Brezilya’da soyguncular önce camı kırıyor, sonra içeri girip televizyonu çalmaya çalışıyor. Ne olduysa ondan sonra başlıyor. Sanki doksanlı yıllardaki sağa sola düşerek komedi yapanlar gibi bir ucube gösterisine dönüyor ortalık.
İlahi adalet, KARMA ya da ne derseniz diyebilirsiniz. Arada bir iyi işliyorde oluyor ne dersiniz?

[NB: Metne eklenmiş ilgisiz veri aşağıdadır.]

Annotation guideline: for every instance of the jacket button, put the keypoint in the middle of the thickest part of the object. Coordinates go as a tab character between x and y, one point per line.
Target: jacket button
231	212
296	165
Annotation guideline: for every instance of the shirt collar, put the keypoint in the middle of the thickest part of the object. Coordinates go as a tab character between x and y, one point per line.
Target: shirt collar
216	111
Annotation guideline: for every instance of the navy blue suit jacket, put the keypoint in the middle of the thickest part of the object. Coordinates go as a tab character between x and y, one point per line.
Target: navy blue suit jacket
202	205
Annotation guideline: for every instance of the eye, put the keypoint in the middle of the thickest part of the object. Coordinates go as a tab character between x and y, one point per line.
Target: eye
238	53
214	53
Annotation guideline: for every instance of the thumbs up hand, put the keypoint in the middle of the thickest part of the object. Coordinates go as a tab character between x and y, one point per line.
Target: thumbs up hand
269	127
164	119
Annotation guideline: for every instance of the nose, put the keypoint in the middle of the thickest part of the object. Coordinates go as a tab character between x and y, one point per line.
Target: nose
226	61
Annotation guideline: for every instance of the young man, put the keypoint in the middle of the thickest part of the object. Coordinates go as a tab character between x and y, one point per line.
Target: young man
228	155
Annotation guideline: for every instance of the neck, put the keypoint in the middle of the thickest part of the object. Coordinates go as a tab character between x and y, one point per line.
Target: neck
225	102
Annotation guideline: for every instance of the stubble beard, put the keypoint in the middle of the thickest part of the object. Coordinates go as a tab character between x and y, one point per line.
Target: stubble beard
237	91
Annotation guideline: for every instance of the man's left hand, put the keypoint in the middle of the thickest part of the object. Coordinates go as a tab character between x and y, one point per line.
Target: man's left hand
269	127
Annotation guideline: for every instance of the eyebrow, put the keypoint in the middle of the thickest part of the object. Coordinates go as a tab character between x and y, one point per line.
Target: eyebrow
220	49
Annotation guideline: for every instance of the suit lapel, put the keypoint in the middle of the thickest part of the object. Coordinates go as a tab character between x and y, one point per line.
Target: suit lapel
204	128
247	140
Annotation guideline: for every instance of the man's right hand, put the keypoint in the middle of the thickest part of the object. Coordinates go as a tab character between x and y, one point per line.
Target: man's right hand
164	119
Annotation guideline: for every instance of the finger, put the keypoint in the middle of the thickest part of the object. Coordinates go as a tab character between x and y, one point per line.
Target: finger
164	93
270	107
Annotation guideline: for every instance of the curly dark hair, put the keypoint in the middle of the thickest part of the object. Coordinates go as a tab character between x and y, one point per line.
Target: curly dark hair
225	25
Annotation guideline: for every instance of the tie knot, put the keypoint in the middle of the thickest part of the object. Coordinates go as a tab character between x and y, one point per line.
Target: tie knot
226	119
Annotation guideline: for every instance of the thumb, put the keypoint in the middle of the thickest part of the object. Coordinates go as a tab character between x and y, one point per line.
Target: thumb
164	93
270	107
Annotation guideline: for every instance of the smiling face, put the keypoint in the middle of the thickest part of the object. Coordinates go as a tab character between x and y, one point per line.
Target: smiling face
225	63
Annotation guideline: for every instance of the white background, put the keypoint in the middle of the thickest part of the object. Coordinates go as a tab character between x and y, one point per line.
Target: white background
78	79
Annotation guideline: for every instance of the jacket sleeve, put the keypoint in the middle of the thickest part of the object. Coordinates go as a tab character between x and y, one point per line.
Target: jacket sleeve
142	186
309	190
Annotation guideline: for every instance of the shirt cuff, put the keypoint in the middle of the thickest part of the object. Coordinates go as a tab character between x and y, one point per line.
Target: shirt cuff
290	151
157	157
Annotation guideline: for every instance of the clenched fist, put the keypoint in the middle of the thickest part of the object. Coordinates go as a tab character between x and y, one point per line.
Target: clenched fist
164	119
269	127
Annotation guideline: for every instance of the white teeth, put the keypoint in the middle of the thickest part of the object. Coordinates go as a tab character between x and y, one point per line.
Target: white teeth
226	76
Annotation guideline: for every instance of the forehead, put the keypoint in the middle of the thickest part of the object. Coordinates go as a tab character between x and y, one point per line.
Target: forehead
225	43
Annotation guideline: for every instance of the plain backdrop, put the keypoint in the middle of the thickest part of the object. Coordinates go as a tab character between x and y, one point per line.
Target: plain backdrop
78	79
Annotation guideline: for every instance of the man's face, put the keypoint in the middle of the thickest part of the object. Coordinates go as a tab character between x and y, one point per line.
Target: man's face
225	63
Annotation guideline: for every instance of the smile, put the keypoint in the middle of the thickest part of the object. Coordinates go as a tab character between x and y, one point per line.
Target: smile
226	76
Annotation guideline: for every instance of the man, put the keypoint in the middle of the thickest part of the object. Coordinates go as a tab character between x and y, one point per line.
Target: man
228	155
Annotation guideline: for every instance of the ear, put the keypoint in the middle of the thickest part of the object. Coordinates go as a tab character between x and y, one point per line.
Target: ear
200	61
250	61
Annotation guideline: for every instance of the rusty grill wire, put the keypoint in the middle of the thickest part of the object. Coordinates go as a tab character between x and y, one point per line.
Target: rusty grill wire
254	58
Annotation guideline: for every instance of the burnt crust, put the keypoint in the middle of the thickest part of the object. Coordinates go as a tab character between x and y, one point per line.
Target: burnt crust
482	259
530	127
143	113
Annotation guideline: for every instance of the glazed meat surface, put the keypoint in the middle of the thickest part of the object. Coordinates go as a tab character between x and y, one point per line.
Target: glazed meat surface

bu başlığı görüp bu salakları izleyince tarihi Bisiklet Hırsızları filmi geldi aklıma. Eskinin hırsızları birle bir başka naiftiler hey gidi zaman hey...

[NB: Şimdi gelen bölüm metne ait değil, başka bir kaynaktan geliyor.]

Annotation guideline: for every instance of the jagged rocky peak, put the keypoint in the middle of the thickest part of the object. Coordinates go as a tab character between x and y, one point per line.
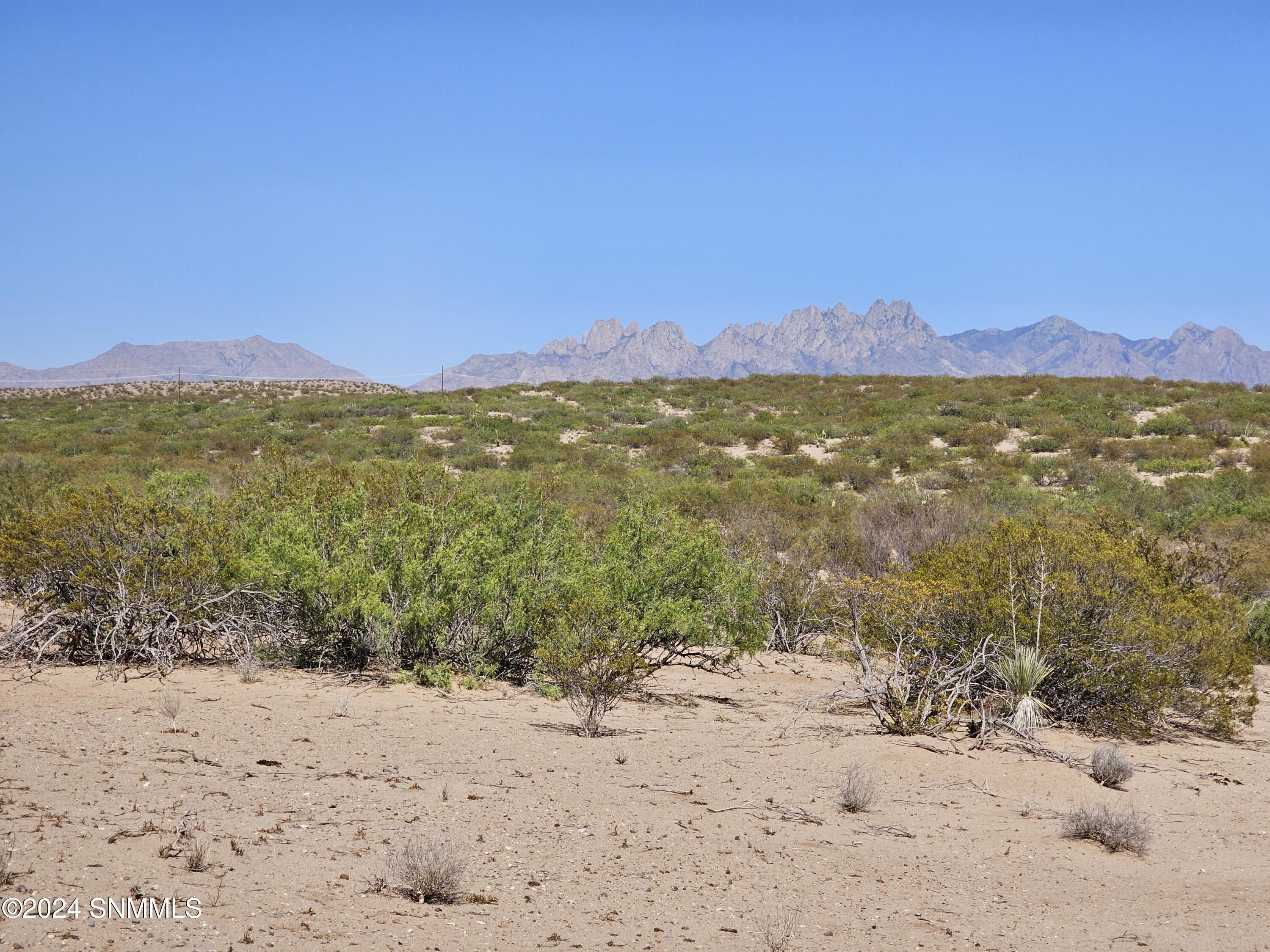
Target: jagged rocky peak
605	336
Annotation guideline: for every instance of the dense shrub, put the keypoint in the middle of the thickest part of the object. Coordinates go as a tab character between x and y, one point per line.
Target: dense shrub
122	581
1135	638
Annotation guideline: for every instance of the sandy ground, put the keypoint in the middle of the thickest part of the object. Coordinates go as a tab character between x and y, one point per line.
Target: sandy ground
582	852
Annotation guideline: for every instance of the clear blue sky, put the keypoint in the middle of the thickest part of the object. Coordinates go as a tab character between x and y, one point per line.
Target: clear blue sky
398	186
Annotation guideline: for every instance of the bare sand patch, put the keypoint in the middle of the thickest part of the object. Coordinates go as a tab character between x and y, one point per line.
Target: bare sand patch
743	451
1010	445
816	452
668	410
713	819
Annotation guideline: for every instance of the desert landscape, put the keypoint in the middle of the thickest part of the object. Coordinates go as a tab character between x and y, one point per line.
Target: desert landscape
704	813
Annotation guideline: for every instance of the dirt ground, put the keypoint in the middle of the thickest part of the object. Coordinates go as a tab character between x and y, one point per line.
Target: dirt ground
583	852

Bisiklet hırsızlarını ben de çok severim:
Filmin hikayesine ise kısaca şöyle; bir süredir işsiz olan Antonio, iş bulma kurumundan gelen bir taleple sevinir ancak bu işi alabilmesi için bir bisiklete sahip olması şartı vardır. Karısının çarşaflarını satarak aldığı bisikleti ilk iş gününde çaldıran Antonio polise gider, ancak polisin fakir bir işçinin bisikletini bulmaktansa yapacak daha önemli işleri vardır. Oğlu Bruno ile birlikte çalınan bisikletinin peşine düşen Antonio, kendini yoksullukla erdemin çatıştığı yerde bulacaktır.